The PEOPLE, Plaintiff and Respondent, v. The MCGRAW–HILL COMPANIES, INC. et al., Defendants and Appellants.
The People, by and through the Attorney General, brought this action against McGraw–Hill Companies, Inc. and Standard & Poor's Financial Services LLC (defendants) for statutory violations arising out of defendants' alleged business practice of inflating their credit ratings of various structured finance securities. The complaint alleged four causes of action, including two for violations of the California False Claims Act (CFCA).
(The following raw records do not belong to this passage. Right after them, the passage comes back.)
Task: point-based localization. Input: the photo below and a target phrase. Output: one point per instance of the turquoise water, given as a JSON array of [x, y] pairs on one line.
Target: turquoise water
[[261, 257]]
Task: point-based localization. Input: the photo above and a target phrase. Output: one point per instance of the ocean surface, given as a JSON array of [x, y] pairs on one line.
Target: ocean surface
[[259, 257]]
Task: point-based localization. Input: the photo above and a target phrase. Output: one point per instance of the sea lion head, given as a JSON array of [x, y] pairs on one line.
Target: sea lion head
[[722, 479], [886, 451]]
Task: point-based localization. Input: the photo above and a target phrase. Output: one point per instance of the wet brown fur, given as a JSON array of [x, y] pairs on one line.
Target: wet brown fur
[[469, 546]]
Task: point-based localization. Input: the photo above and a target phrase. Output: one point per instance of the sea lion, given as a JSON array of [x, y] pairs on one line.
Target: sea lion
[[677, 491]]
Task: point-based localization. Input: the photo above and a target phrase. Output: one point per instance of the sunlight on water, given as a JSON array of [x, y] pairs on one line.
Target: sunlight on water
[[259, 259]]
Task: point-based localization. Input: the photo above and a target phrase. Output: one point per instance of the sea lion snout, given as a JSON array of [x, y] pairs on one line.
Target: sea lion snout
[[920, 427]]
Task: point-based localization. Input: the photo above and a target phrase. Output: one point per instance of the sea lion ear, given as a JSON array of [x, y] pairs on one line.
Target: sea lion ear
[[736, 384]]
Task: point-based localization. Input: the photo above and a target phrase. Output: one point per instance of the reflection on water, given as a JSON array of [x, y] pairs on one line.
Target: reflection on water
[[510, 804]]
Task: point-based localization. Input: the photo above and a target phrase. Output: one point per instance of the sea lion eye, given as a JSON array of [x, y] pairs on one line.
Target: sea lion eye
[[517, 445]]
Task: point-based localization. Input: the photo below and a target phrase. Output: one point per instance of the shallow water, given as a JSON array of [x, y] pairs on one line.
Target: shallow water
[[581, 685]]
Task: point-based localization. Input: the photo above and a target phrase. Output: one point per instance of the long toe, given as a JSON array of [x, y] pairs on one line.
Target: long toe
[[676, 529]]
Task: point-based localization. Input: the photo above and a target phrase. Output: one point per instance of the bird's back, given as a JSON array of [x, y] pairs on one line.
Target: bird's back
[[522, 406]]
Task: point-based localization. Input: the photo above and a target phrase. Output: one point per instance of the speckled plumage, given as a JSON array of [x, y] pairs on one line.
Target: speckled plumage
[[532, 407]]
Defendants filed a special motion to strike the CFCA causes of action pursuant to section 425.16, subdivision (b) of the Code of Civil Procedure, the anti-SLAPP statute.1 The superior court denied the motion on the ground that the People's enforcement action was exempt from the special motion to strike procedure pursuant to section 425.16, subdivision (d), which provides that “This section shall not apply to any enforcement action brought in the name of the people of the State of California by the Attorney General, district attorney, or city attorney, acting as a public prosecutor.” Defendants filed a notice of appeal.
The People filed a motion to dismiss the appeal, challenging this court's jurisdiction to review the trial court's order, relying on the express language of subdivision (d). Defendants opposed the motion, contending that this appeal is authorized by the express language of subdivision (i), which provides that “[a]n order granting or denying a special motion to strike shall be appealable under Section 904.1.” The motion was thoroughly briefed, and we held oral argument, which was vigorous indeed. We now rule, concluding that the order is not appealable, and we therefore grant the motion to dismiss the appeal.2
“In 1992, the Legislature enacted section 425.16, the anti-SLAPP statute, to provide for the early dismissal of unmeritorious claims filed to interfere with the valid exercise of the constitutional rights of freedom of speech and petition for the redress of grievances. [Citation.]” (Club Members for an Honest Election v. Sierra Club (2008) 45 Cal.4th 309, 315; see also Varian Medical Systems, Inc. v. Delfino (2005) 35 Cal.4th 180, 192 (Varian ) [section 425.16 enacted in order “to prevent and deter” SLAPP suits “ ‘brought primarily to chill the valid exercise of the constitutional rights of freedom of speech and petition for the redress of grievances.’ “].)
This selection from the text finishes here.